EL PLAN COLOMBIA, UNA POLÍTICA DE (IN) SEGURIDAD HUMANA PARA LAS
POBLACIONES CAMPESINAS, INDÍGENAS Y AFRODESCENDIENTES[1]
Henry Salgado Ruiz*
Presentación
Esta
ponencia tiene como propósito central argumentar que el Plan Colombia, como
política que declara la guerra a las drogas y a la insurgencia, al priorizar
las salidas militaristas a los problemas socio-económicos y políticos que están
a la base de la producción de cultivos de uso ilícito y del conflicto armado
que enfrenta Colombia, está vulnerando las dimensiones que integran y definen la Seguridad
Humana. Es decir, queremos plantear que estamos frente a un denominado “Plan para la Paz, la Prosperidad y el
Fortalecimiento del Estado”, en donde el énfasis está claramente puesto en
el fortalecimiento bélico del establecimiento y en donde en nombre de la guerra
contra el terrorismo, se atenta contra la seguridad económica,
la seguridad alimentaría, la seguridad en la salud, la seguridad del medio
ambiente, la seguridad personal, la seguridad comunitaria y la seguridad
política de las
poblaciones campesinas, afrodescendientes e indígenas
asentadas en las regiones seleccionadas
por el Plan Colombia como escenario de operaciones.

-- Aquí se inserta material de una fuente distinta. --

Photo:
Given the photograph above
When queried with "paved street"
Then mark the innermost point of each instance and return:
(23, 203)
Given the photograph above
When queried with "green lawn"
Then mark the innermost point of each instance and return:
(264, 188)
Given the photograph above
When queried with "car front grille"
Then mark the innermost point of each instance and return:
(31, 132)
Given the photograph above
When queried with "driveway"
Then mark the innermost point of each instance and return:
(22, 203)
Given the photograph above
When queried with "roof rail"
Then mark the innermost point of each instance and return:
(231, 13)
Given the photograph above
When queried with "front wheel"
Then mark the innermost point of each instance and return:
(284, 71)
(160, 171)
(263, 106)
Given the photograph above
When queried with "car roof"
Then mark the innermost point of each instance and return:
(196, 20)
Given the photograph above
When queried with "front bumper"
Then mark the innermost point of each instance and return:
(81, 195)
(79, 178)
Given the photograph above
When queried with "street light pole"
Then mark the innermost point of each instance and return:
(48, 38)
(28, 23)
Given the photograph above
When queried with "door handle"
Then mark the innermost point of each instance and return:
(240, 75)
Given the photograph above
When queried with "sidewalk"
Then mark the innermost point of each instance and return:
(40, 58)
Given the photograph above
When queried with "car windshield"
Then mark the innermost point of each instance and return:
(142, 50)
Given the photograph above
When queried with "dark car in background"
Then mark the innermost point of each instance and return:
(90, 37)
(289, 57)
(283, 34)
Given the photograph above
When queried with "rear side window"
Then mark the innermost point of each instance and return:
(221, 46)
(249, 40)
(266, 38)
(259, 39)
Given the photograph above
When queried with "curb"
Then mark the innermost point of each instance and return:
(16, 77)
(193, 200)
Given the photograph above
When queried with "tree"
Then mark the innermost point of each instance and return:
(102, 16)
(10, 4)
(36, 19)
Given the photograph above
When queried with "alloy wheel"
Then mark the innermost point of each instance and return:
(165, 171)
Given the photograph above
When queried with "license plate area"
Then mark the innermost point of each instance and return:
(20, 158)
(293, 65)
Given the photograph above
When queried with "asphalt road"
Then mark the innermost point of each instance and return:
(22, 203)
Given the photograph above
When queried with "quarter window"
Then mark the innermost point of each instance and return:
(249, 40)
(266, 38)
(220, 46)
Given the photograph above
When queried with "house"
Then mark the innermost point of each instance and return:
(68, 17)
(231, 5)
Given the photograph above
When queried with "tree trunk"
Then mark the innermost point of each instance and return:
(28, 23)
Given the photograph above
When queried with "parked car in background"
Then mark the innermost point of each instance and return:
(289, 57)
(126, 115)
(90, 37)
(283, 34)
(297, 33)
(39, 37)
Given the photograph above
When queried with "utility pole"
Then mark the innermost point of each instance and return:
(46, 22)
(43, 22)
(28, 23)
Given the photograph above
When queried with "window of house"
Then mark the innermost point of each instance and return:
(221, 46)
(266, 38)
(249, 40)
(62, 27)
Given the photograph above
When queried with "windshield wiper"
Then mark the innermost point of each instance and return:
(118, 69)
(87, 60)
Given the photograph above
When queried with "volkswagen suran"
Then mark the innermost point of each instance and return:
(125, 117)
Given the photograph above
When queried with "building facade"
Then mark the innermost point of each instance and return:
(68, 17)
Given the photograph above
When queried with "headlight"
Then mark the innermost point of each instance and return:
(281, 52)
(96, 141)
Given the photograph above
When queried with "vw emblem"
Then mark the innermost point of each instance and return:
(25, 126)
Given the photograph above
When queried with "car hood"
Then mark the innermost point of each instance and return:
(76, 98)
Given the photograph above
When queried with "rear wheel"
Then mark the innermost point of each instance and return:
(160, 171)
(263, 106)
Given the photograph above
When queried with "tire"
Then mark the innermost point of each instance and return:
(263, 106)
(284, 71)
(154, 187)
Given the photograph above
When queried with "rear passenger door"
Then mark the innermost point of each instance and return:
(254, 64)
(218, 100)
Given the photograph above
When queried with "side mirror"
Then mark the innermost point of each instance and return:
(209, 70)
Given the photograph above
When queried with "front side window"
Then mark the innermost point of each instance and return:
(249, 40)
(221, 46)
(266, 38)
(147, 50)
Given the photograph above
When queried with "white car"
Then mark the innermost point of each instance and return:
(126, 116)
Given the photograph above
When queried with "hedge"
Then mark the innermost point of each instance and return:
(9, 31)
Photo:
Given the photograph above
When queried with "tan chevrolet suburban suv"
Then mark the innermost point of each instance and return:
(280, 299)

Para demostrar esto, en primer lugar presentó de manera
breve la acepción de seguridad que tiene
el Plan Colombia en sus dos fases de ejecución , la de la narcotización
y la de la terrorización; en segundo lugar presento el debate teórico que ha suscitado
el concepto de Seguridad Humana que irrumpió en el panorama mundial a mediados
de los años noventa, luego del informe presentado por el Programa de Naciones
Unidad para el Desarrollo en 1994 y en tercer lugar, elaboro una reflexión sobre los impactos del
Plan Colombia en la Seguridad Humana y las dimensiones que la constituyen y
definen.
I. El Plan Colombia y su concepto de Seguridad
El Plan Colombia presenta dos fases
importantes desde su implementación en julio de 2000. La primera se refiere
a la fase que denominaremos de narcotización y la segunda fase que
calificamos como de terrorización[2] . En la
primera fase, la de narcotización, se declaró al narcotráfico como
una de los principales amenazas contra la “seguridad nacional” en Colombia. Con este argumento el gobierno consiguió que Estados Unidos diera
una ayuda histórica que ascendió a U$1.300 millones.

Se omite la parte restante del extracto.